2. Literature Survey

Zhenan Sun and etl… has proposed a combinational

classifier scheme by cascading the various

representations of matching algorithms in which

Global feature based classifiers are used instead of

classifiers based on local features to recognize noisy

iris signal. To measure the similarity and subpixel

accuracy between two intra class iris images a moment

based iris blob matching algorithm is developed.

Based on the experimental results, the authors suggest

that blob matching algorithm does not provide

promising results for iris recognition when used alone

whereas the use of cascaded classifiers introduces

extra computational cost but recognition accuracy of

system increases significantly [3].

Kazuyuki Miyazawa and etl… has implemented an

image matching technique in MATLAB for iris

recognition on images taken from CASIA Database.

The technique addresses the issues that are introduced

during the image acquisition due to the environmental

parameters such as spatial position, orientation, center

frequencies, size etc. These parameters have great

impact on the feature extraction process. To overcome

this problem phase components in 2D Discrete Fourier

Transforms (DFTs) of input iris images are used to

implement the phase based matching algorithm for iris

recognition system. In order to reduce the size of

registration iris data and to prevent the visibility of iris

images, they introduce the idea of 2D Fourier Phase

Code (2D FPC) for representing iris information. The

experimental results clearly demonstrate that 2D FPCs

are particularly useful for implementing iris

recognition devices using DSP technology. On the

other hand, the original phase-based iris recognition

algorithm is particularly suitable for implementing

high-accuracy iris verification/identification systems,

for which the recognition performance is a major

concern[6].

Neha Kak and etl… developed a network based iris

recognition system using the standard techniques like

canny edge detection, Hough transform algorithm,

Daugman’s algorithm and Backpropogation

algorithm. The authors have analyzed how the

network behaves when an input is given and for that

error rate specified was. The network has been trained

and tested for a number of eye images.

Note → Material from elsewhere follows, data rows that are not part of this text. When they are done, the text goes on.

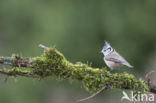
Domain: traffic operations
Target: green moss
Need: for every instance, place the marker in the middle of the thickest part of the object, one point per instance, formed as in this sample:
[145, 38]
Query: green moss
[53, 63]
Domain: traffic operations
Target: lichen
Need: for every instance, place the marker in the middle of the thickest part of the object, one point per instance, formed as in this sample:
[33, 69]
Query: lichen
[53, 63]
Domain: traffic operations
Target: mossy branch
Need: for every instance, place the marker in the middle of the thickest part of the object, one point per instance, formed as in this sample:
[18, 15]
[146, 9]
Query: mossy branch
[53, 63]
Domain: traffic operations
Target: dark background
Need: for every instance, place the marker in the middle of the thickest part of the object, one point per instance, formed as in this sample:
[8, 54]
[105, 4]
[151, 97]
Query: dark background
[78, 29]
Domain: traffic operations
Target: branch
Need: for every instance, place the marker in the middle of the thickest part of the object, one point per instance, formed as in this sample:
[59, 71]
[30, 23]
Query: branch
[53, 63]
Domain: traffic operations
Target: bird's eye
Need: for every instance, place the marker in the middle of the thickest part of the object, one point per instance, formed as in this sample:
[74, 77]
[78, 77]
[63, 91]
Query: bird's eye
[109, 49]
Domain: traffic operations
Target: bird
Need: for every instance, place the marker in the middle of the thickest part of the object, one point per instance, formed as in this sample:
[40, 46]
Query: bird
[125, 96]
[113, 59]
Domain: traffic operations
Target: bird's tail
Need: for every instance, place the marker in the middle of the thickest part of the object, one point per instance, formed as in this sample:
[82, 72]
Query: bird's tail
[127, 64]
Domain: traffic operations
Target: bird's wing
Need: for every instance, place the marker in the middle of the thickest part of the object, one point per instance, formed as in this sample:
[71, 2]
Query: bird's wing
[112, 59]
[115, 57]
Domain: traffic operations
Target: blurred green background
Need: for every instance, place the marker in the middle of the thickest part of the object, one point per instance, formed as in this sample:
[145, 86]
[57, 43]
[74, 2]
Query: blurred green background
[78, 29]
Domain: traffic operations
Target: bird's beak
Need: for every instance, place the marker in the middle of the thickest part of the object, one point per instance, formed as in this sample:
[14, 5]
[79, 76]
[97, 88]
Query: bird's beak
[101, 51]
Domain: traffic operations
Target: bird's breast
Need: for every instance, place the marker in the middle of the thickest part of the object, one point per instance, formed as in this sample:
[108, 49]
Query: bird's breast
[112, 65]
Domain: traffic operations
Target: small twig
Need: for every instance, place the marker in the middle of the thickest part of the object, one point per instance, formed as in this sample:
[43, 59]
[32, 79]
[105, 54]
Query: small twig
[147, 77]
[43, 47]
[149, 83]
[93, 95]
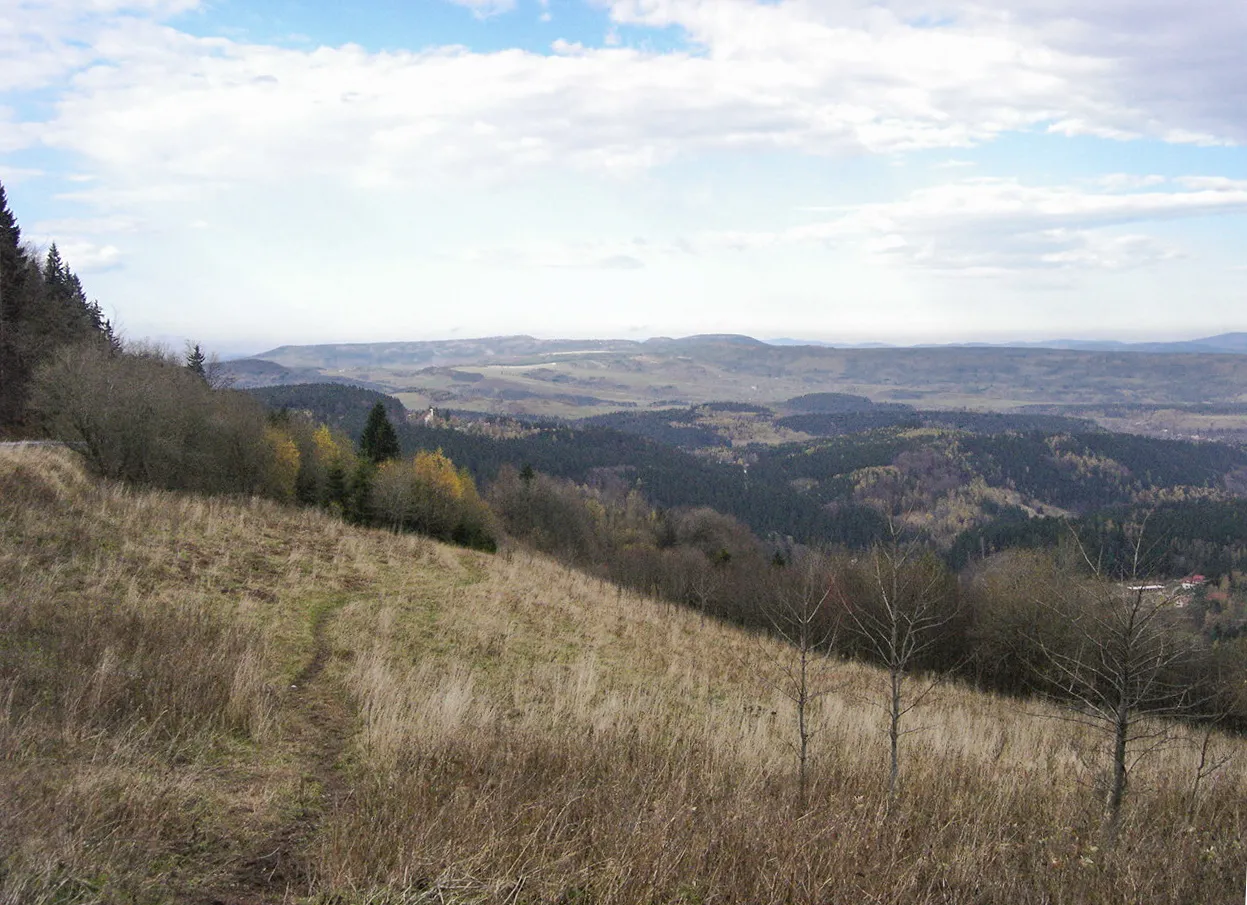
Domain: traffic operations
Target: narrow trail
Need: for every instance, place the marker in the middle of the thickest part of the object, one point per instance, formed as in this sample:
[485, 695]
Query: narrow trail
[317, 724]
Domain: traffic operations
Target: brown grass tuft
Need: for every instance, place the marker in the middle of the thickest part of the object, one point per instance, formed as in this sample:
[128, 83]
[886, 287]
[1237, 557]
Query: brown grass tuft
[470, 728]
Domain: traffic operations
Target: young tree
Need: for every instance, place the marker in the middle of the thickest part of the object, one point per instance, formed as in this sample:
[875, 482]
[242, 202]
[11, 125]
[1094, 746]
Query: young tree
[196, 360]
[902, 601]
[799, 615]
[379, 441]
[1122, 667]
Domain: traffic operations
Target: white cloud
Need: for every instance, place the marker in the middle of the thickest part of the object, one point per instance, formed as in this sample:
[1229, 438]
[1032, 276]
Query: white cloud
[561, 256]
[483, 9]
[806, 76]
[988, 227]
[85, 256]
[1122, 182]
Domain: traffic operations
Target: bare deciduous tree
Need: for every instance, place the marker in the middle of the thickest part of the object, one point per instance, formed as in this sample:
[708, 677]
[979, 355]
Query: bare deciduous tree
[895, 615]
[799, 613]
[1120, 670]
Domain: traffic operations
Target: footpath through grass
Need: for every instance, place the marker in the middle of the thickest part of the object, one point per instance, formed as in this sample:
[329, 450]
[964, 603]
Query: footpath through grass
[232, 702]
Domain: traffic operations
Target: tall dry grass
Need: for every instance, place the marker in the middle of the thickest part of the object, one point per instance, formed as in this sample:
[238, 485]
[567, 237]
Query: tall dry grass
[506, 731]
[635, 754]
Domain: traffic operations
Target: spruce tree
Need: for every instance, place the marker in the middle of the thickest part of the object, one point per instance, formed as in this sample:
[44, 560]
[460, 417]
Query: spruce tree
[379, 441]
[196, 360]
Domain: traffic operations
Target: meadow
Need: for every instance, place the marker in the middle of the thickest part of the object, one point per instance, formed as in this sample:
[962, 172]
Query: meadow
[231, 701]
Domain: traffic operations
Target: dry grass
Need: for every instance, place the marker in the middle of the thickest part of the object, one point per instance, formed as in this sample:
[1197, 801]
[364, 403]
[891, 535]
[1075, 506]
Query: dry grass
[475, 728]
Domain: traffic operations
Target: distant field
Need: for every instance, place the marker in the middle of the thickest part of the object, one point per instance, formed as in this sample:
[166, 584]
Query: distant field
[576, 379]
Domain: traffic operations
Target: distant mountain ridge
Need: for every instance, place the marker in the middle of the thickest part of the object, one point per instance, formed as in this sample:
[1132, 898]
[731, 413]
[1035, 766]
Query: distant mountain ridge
[1222, 343]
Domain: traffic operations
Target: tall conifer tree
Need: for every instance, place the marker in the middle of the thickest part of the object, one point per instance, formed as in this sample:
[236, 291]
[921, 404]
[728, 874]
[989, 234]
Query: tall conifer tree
[379, 441]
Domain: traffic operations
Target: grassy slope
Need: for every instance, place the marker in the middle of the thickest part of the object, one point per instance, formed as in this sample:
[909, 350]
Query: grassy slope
[233, 702]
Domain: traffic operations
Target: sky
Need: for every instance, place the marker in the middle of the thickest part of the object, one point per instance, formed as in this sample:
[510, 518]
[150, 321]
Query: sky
[250, 173]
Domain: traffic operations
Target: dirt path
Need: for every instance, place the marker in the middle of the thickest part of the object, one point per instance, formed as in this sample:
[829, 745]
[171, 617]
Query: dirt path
[317, 724]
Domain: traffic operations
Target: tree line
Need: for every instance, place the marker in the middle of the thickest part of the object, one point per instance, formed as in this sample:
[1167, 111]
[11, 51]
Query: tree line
[43, 308]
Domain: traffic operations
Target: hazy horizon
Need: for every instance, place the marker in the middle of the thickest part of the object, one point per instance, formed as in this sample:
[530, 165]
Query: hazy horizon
[904, 171]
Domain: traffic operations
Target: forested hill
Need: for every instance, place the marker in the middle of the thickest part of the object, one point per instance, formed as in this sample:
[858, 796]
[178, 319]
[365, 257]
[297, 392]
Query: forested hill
[968, 491]
[667, 476]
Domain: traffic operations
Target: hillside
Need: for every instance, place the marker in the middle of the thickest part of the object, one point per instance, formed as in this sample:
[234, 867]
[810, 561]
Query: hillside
[969, 481]
[581, 378]
[237, 702]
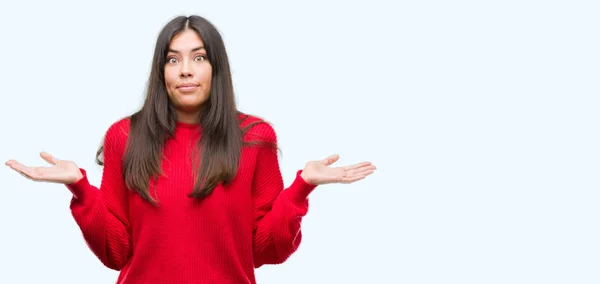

The authors

stated two important observations related to

performance first, the increase in number of images

gradually decreases the learning rate of network and

second, the size of input states directly influences the

performance [7].

Shreyas Venugopalan and etl… has proposed a system

to bypass a filter based feature extraction techniques

that are based on iris bit codes using alternate iris

texture for feature extraction using spoofing. The

results show natural looking spoof iris images that

give a similar recognition (verification) performance

as a genuine iris of the same person [8].

Chung-Chih Tsai and etl… has proposed a robust and

effective matching technique that can be applied on

two sets of iris feature points for probabilistic fuzzy

matching using invariant iris properties. The proposed

matching algorithm is used to compute a similarity

score for two sets of feature points from a pair of iris

images. The experimental results show that the

performance of the system is better than those of the

systems based on the local features and is comparable

to those of the typical systems [9].

An alternative method for dimension reduction

scheme is implemented by Mahmoud Elgamal and

etl... In order to reduce the feature vector dimension

and increase the discriminative power, the principal

component analysis (PCA) has been used. k-NN

method classifies the objects in a feature space

depending upon the closeness of objects in training

example where instances with similar properties in

dataset exists in close proximity to each other. The

results shows that the proposed technique is robust

and effective compared with other recent works. The

recognition accuracy for pattern classification is

99.5%[10].

Chun-Wei Tan and etl… has achieved more stable

characterization of local iris features based on Zernike

moment-based phase encoding of iris features.These

features are computed from normalized image by

accommodating local pixel region variation through

partially overlapping regions. A joint strategy is

adopted to simultaneously extract and combine both

the global and localized iris features. The proposed iris

matching strategy tested using the iris images in three

publicly available databases: 1) UBIRIS.v2; 2) FRGC;

and 3) CASIA.v4distance. The results are compared

with the existing methods and prove to be effective

one. As compare to existing methods the results of

proposed method achieves higher rate of recognition

accuracy with an average improvement of 54.3%,

32.7%, and 42.6% in equal error rates, respectively,

for UBIRIS.v2, FRGC, and CASIA.v4-distance iris

databases [11].

Mohmmed A. M. and etl has proposed an iris

recognition system for nonideal iris images. To

segment the iris images captured under visible and

near infrared light two different alogorithms are

proposed. To segment the iris, combination of

expansion and shrinking is use on active contour

model that integrates new pressure force on the model.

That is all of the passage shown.